THE GOTHICK LORD - WILLIAM 5th BARON BYRON

William Byron (1722 - 1798) inherited Newstead Abbey in 1736 at the age of fourteen, whilst at Westminster School. He was removed from school at sixteen and sent into the Navy. Coming of age in 1743 he left the Navy, and married Elizabeth Shaw in 1747. She was the daughter and heiress of Charles Shaw of Besthorpe, Norfolk. They had four children, two of whom survived to adulthood.

In January 1765, he (accidentally) killed his cousin and neighbour William Chaworth in a duel with swords at the Star and Garter tavern in Pall Mall. The dispute began over whose estate had more game. It escalated when the two men retired to a poorly lit private room to settle the matter with swords. William Chaworth was mortally wounded and died the next day. Byron was imprisoned in the Tower of London and tried for murder. He was judged guilty only of manslaughter, paid a small fine, and was set free.

Throughout his life, expenditure outstripped income. He was known to have lavished money on the estate during his younger years before his financial situation deteriorated. Money was largely spent on building Gothic follies. The Folly Castle was a sham castle built on a hill overlooking the lake with four guns on a rampart. It served as a banqueting house and was fashionably furnished with servants’ quarters in the basement to prepare food for the parties hosted there. A small fortification with guns, called the Battery, was constructed on the shore of the lake, with a boathouse beside it. Turrets and battlements were later added to the mill located across the lake from the Battery to create a Fort.

Byron continued to visit London frequently and brought back parties of friends to shoot ducks or enjoy mock naval battles from the Battery. He acquired a miniature fleet of five ships and a 20-gun schooner carrying its own cannon. These were manned by a full-time crew of sailors - and some of his servants!

 

Photo S. Freeman


        Approach                    Ready                         Aim                        Fire!

William’s hopes of securing a wealthy heiress for his son were thwarted when his son eloped with his first cousin, Juliana Elizabeth Byron (daughter of Vice-Admiral John Byron).
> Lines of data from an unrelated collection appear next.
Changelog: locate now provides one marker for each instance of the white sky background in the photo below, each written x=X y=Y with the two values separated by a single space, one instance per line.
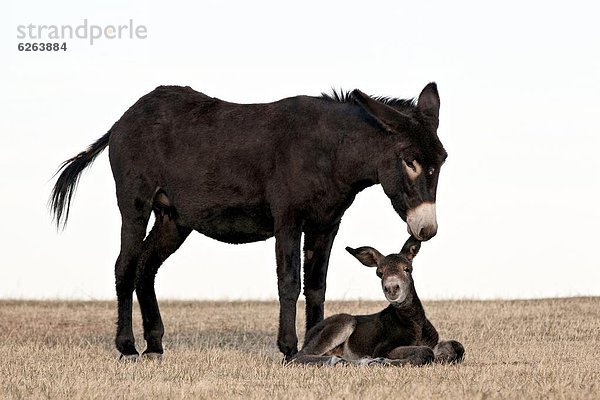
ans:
x=518 y=200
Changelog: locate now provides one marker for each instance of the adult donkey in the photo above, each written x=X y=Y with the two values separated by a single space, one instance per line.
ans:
x=243 y=173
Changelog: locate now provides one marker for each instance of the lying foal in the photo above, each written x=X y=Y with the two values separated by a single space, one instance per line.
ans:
x=398 y=335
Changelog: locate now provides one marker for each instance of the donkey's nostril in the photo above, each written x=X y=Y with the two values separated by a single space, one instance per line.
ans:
x=391 y=288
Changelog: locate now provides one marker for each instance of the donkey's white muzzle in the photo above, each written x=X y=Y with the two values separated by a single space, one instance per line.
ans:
x=421 y=221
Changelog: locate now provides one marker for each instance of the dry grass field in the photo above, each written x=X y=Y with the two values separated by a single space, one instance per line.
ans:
x=514 y=349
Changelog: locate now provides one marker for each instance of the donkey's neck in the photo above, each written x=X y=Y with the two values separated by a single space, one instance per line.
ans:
x=357 y=156
x=410 y=308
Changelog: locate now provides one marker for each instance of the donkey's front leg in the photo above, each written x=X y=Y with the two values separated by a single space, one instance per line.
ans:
x=449 y=351
x=317 y=248
x=287 y=248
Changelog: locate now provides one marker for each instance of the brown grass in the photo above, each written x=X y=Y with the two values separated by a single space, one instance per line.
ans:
x=515 y=349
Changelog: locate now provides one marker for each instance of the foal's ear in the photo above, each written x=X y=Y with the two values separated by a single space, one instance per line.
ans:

Mythology suggests that in a fit of rage, Lord Byron intentionally neglected the ancestral home. He felled trees and sold off valuables to pay creditors and spite his son and heir.

Arguably this is far from the truth. Despite finances in a dire condition, William Byron attempted to maintain the estate and treated tenants and servants well. The neglect and decay stemmed from his inability to pay off his debts. The Brass Eagle Lectern and Candlesticks which had been thrown into a large, rectangular pool at the time of the Dissolution of the Monasteries, were discovered when the pond was drained by the 5th Lord. He sold these to Sir Richard Kaye (who later donated them to Southwell Minster). This was followed by the ‘Great Sale’ of 1778, held at Newstead Abbey. Included in sale were the 4th Lord’s paintings along with much of the Abbey’s furniture and other valuables. William had also leased out the colliery rights in Rochdale. A paltry income was derived from the coal mines and stone quarries in Rochdale and the farms and mills at Newstead. 
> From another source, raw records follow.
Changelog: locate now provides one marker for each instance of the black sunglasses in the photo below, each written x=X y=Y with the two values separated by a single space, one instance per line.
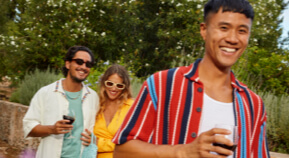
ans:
x=80 y=62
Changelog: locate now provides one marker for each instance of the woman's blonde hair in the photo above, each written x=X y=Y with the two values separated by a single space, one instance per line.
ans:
x=126 y=92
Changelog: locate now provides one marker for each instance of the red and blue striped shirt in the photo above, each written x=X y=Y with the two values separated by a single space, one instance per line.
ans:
x=168 y=110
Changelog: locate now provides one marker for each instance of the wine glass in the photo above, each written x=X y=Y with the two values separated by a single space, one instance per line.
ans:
x=71 y=118
x=233 y=137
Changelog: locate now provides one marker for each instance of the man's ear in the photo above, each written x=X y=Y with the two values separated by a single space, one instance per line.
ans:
x=67 y=64
x=203 y=30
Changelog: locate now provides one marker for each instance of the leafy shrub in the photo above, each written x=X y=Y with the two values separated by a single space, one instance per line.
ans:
x=31 y=83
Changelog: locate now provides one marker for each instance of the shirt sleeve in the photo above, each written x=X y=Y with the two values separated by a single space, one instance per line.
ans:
x=33 y=116
x=139 y=123
x=260 y=145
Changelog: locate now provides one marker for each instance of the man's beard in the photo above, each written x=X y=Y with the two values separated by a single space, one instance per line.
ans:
x=75 y=79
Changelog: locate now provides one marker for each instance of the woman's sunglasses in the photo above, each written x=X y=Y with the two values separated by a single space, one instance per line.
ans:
x=80 y=62
x=110 y=84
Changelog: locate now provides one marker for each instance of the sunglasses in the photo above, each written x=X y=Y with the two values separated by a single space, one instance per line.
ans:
x=110 y=84
x=80 y=62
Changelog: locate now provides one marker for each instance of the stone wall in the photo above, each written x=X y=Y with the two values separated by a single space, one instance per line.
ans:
x=11 y=131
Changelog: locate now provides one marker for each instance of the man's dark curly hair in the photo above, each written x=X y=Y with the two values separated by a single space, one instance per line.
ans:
x=71 y=53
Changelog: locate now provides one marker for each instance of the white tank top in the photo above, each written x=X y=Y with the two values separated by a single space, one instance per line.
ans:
x=215 y=112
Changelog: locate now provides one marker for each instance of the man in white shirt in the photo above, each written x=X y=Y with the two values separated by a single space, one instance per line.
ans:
x=44 y=117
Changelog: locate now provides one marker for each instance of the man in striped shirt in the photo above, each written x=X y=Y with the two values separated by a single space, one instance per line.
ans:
x=176 y=110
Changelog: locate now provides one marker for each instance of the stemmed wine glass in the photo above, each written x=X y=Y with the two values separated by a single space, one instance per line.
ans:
x=233 y=136
x=71 y=118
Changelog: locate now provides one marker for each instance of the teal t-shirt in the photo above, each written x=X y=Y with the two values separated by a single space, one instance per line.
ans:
x=71 y=147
His wife left him after the ‘Great Sale’ and took with her, their only surviving child. Caroline died in 1784, leaving the couple childless.

William outlived his grandson who was killed by cannon fire at the siege of Calvi in Corsica in 1794.

Finally, William became an ‘eccentric and misanthropic’ recluse attended by Elizabeth Hardstaff and his butler Joe Murray.

When the 5th Lord died in 1798, at the age of seventy-five, Newstead Abbey passed to his great-nephew, George Gordon Byron. Whilst the House had fallen into a state of disrepair, the estate was not encumbered by debt or subject to legal restraints.

As a result of stories told following the duel, his life of eccentric behaviour and the decline of the ancestral estate, the 5th Lord was infamously known by the nicknames ‘the Wicked Lord’ and ‘the Devil Byron’. Elizabeth Hardstaff was one of the few people mentioned in his will. After the Lord’s death, ‘Lady Betty’, as she was known locally, spoke to Thomas Moore whilst he was carrying out research for his biography “Letters and Journals of Lord Byron” (published in 1830). She reinforced perceptions of the 5th Lord as a cantankerous, violent and eccentric recluse. Arguably her colourful stories, along with those of Luke Adams (a charcoal burner operating within the woodland estate) were based on memory - and were in part embellished by time and local gossip.